The outrage in Moscow

From 'The Call', paper of the British Socialist Party, September 5 1918

The dastardly attempt on the life of Lenin is really worthy of the Herostrates who have undertaken to pull down the magnificent rising structure of the first socialist commonwealth.

They are not reactionary monarchists or Cadet fanatics concerned about the landlords’ property or the financiers’ capital. Oh dear, no! They are ‘Socialist Revolutionaries’, both socialists and revolutionaries, to whom the patient and slow organising work of the Marxist social democrats was in the past something like anathema maranatha.

Now they are impatient to destroy the very foundation of the growing socialist temple. Eight weeks ago they assassinated the German ambassador in order that the Germans might come and establish a Skoropadsky regime in Russia. As no such development ensued from this heroic deed, and the accompanying revolt ended in complete fiasco, the hand of a new Charlotte Corday rose to strike down the head of the socialist commonwealth, our great revolutionary leader, greater than Marat, greater than all the revolutionaries of the past, Lenin, the man for whom even the bitterest bourgeois enemy has the greatest respect.

The name of the perpetrator of this outrage will go down in the history of all future ages as that of the greatest and blackest traitress to the cause of the people on record. But just as the individual assassination of the tsars and their myrmidons in the past proved futile as a means of bringing about the collapse of the tsarist system, so will the present act of terror fail in its intentions. Systems are social products independent of individuals, as Marxists always used to argue with the Socialist Revolutionaries (so-called), and the soviet system has come to stay, whatever happens to individuals, however great.

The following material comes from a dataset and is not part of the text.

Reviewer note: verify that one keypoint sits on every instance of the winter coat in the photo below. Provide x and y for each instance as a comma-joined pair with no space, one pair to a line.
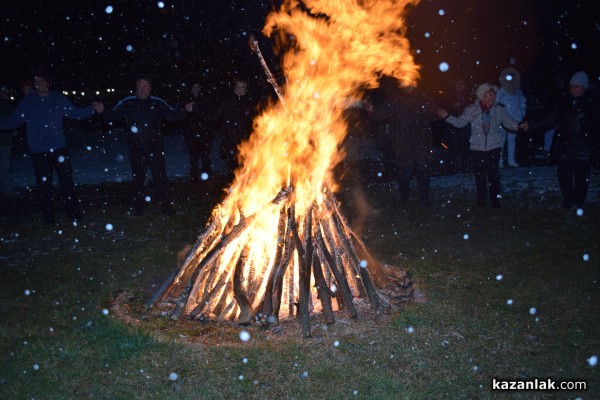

This is a truth which not only the Socialist Revolutionaries, but also the Germans and the Austrians, will learn to their cost, and our indignation is prompted not by fears for the ultimate fate of the socialist commonwealth of Russia, but by our love for, and admiration of, the great revolutionary genius whom we have nearly lost in the midst of his fruitful work.

We send our heartfelt sympathy to Lenin and his wife, and to the labouring people of Russia in general.